There was a lot more bad than good for the Oilers at this year’s Penticton Young Stars tournament, particularly for the highly-touted defensive group. Still, it wasn’t all bad, and Brandon Davidson found a way to distinguish himself.
The Oilers best player for much of the game. His shots were through traffic and on target all night. Great gap in transition – much tighter than most Oilers – and obvious awareness. Patient at both ends of the rink. Extensive powerplay time and one of the few lights on the unit until the Oilers moved to the funnel in the 3rd. Skating is very high level, though shy of Klefbom and Nurse still. Got beat on a Petan move at the blue line 2-on-2 in which Petan drew him in with a change of pace. Davidson made a swift attack but it was telegraphed. One of a few hesitations in the game, possibly because of loose systems and new team mates.
Brandon Davidson looked very solid for the most part, a player with “calm feet” and a good head on his shoulders. However, some soft net-front coverage cost him on at least one play.
Lost in the crowd?
Brandon Davidson is not typically seen as one of the Oilers’ star defence prospects. Defence is the greatest area of strength in the prospect pipeline and there is an impressive array of young players with both draft pedigree and impressive results in front of Davidson. Darnell Nurse and Oscar Klefbom are both blue-chip prospects and former first-round picks. Martin Marincin was a second-round pick who impressed as a rookie professional last year; David Musil has had mixed reports over the last year but was also an early selection. Martin Gernat lacks draft pedigree but brings size and scoring punch, and Dillon Simpson is in the mix too.

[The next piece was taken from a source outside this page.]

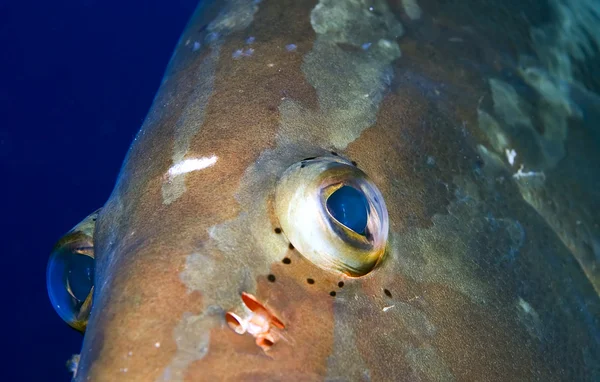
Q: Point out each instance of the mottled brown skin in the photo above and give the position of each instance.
(142, 244)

What Davidson does have is the backing of his minor-league coach. Oklahoma bench boss Todd Nelson not only praised Davidson’s quality as a minor-leaguer, but also suggested he could go so far as to contend for NHL ice-time this year:
He played so extremely well for us down the stretch. We’re definitely hoping he picks up for us where he left off. Because he is a very dominant guy for us… If he ends up in Oklahoma City, he’ll be a big part of our team. Hopefully he makes the big club. He had a great attitude and came back a better player. His attitude helped him through those situations and he’s always been a good character kid.
While Davidson playing in the NHL this season would be a major shock, there is a lot to like in what he did last year. After his cancer scare Davidson was sent to the ECHL to find his legs; he responded with a dominant performance and a seven goals, five assists, 12 points stats line through 11 games, quickly earning a return to the Barons. Nelson’s words above make it clear what the coach thought of his play to finish off the season. It’s abundantly clear that the player isn’t complacent about his performance either; according to the story that quote came from, he enters training camp this season after putting on 10 pounds in the off-season.
The Way Ahead
To be sure, Davidson has his work cut out for him. If he is to earn NHL ice-time, not only does he have to wait for a spot to emerge in the crowded major-league depth chart, but he also has to compete with guys like Klefbom and Marincin and Taylor Fedun – there’s a lot of quality there and even getting ice-time in the AHL could be a challenge.
But there’s no sense worrying about the competition. A few years back, Kyle Brodziak was in a similar situation. Like Davidson, Brodziak was a late draft pick out of the WHL who had been passed over in his first year of eligibility, and like Davidson Brodziak faced an uphill battle for ice-time that pitted him against higher-profile prospects. Brodziak passed enough of them in the minors to get an NHL look, and did enough with his NHL opportunities to carve out a niche in the world’s best league. Today, he has played [insert stat] NHL games and has more in his future.
The odds are long but Davidson just might be able to do something similar.